Il tempo ha confermato i timori: la democrazia, quella «invenzione innaturale», sembra aver esaurito il suo ciclo vitale sotto i colpi di disuguaglianze e nuove ideologie.
“Da tempo questo progetto dà segni di essere arrivato alla fine del suo ciclo.” In un articolo sul quotidiano Domani, Raffaele Simone, riflettendo sulle tesi della sociologa Dominique Schnapper nel saggio Les désillusions de la démocratie, ci ricorda che la democrazia è «il progetto politico più umano e acconcio, malgrado le sue mancanze, che la modernità abbia inventato». Eppure, oggi quella che definisce una «invenzione innaturale» appare sottoposta a uno stress test che ne mette in dubbio la sopravvivenza.
La sintesi in questa pagina è stata fatta con Gemini
I fattori del contrasto
Esistono tre motori silenziosi che stanno smantellando il paradigma democratico. In primo luogo, l’enorme crescita delle disuguaglianze, materializzata da quel ceto sopranazionale dei «superricchi» che urta violentemente con lo spirito di uguaglianza e redistribuzione.

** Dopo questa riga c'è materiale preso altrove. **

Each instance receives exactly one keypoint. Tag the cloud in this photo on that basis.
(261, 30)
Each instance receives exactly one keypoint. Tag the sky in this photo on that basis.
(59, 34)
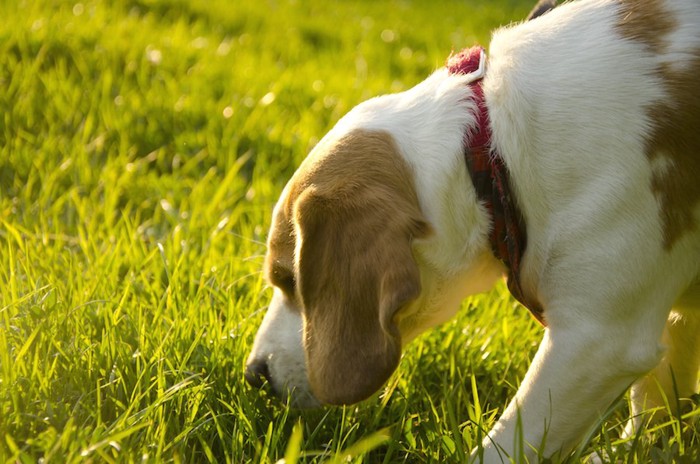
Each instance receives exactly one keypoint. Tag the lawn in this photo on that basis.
(143, 144)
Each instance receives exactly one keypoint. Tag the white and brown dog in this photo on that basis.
(584, 132)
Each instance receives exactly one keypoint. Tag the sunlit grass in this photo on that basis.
(142, 146)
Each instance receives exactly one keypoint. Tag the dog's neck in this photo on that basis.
(490, 177)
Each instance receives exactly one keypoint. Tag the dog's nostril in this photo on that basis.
(257, 373)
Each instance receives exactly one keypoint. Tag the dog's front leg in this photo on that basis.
(573, 379)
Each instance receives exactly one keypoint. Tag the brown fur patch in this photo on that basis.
(352, 209)
(675, 135)
(645, 21)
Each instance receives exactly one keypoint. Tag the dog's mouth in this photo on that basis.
(258, 374)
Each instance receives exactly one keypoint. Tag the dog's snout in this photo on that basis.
(257, 373)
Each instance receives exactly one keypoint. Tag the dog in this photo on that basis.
(567, 158)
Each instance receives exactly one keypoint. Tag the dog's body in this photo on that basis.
(595, 111)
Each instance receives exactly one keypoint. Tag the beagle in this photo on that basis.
(567, 159)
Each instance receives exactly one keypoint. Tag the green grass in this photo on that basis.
(143, 144)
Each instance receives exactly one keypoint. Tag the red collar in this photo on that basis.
(491, 180)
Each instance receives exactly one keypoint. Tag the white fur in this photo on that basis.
(568, 100)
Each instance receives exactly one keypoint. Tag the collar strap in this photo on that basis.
(489, 174)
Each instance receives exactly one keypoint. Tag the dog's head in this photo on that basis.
(357, 257)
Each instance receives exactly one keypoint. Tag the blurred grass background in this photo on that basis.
(143, 144)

A questo si aggiunge lo spropositato potere finanziario delle multinazionali che, prevalendo sulla sovranità degli Stati, finisce per «autorizzare la gente a pensare che ormai sia inutile votare, perché a governare non sono i governi, ma il grande capitale».
Infine, la pressione dei flussi migratori mette a dura prova i sistemi di welfare, sollecitando oltre misura quello spirito di accoglienza che è alla base delle società aperte.
Le «finzioni vere» e il tramonto dello Stato-provvidenza
Secondo l’analisi di Schnapper, la democrazia non è un ordine naturale, bensì un regime «a-naturale» che si regge su «fragilissime “finzioni vere” (come quelle dell’uguaglianza tra i cittadini e dell’identità tra rappresentanti e rappresentati)». Nel momento in cui queste finzioni vengono incrinate dalla realtà, l’intero edificio rischia il crollo.
Storicamente, l’unico collante capace di tenere insieme queste promesse è stata la redistribuzione della ricchezza, manifestata sotto forma di welfare, o «Stato-provvidenza». Oggi, però, questo modello è “vittima del suo successo”. È sotto l’attacco di un atteggiamento neoliberale che vede nella protezione pubblica l’inizio di una «collettivizzazione abusiva» e il rischio di «affondare nell’assistenza generalizzata». Il risultato è sotto i nostri occhi. Contrazione della sanità pubblica, privatizzazioni e una precarietà lavorativa che alimenta «l’astensionismo elettorale e la crescente diffidenza verso i professionisti della politica».
L’avvento degli «altri» e lo sviamento della democrazia estrema
Questa stratificazione di disillusioni prepara inevitabilmente il terreno all’avvento degli «altri». Forze che promettono di ristabilire il legame tra cittadini e Paese attraverso l’esclusione degli stranieri e la riduzione dello Stato. Ma la minaccia più insidiosa descritta da Schnapper è lo «sviamento delle società democratiche» verso quella che definisce «democrazia estrema».
In questo scenario, la vocazione universale della cittadinanza viene denunciata come «una maschera, o una bugia, destinata a far dimenticare gli imperialismi delle democrazie». È il passaggio al pensiero woke, che rifiuta tutte le distinzioni classiche (tra maschi e femmine, tra pubblico e privato, tra politica e religione) per conservarne solo una: quella tra dominanti e dominati.
È una deriva che, secondo l’autrice, rischia «coi suoi eccessi, di snaturare il progetto di emancipazione» originale e di precipitare il disfacimento definitivo delle società occidentali, sempre più isolate su una scena mondiale dominata da regimi che nutrono un «comune odio per l’Occidente».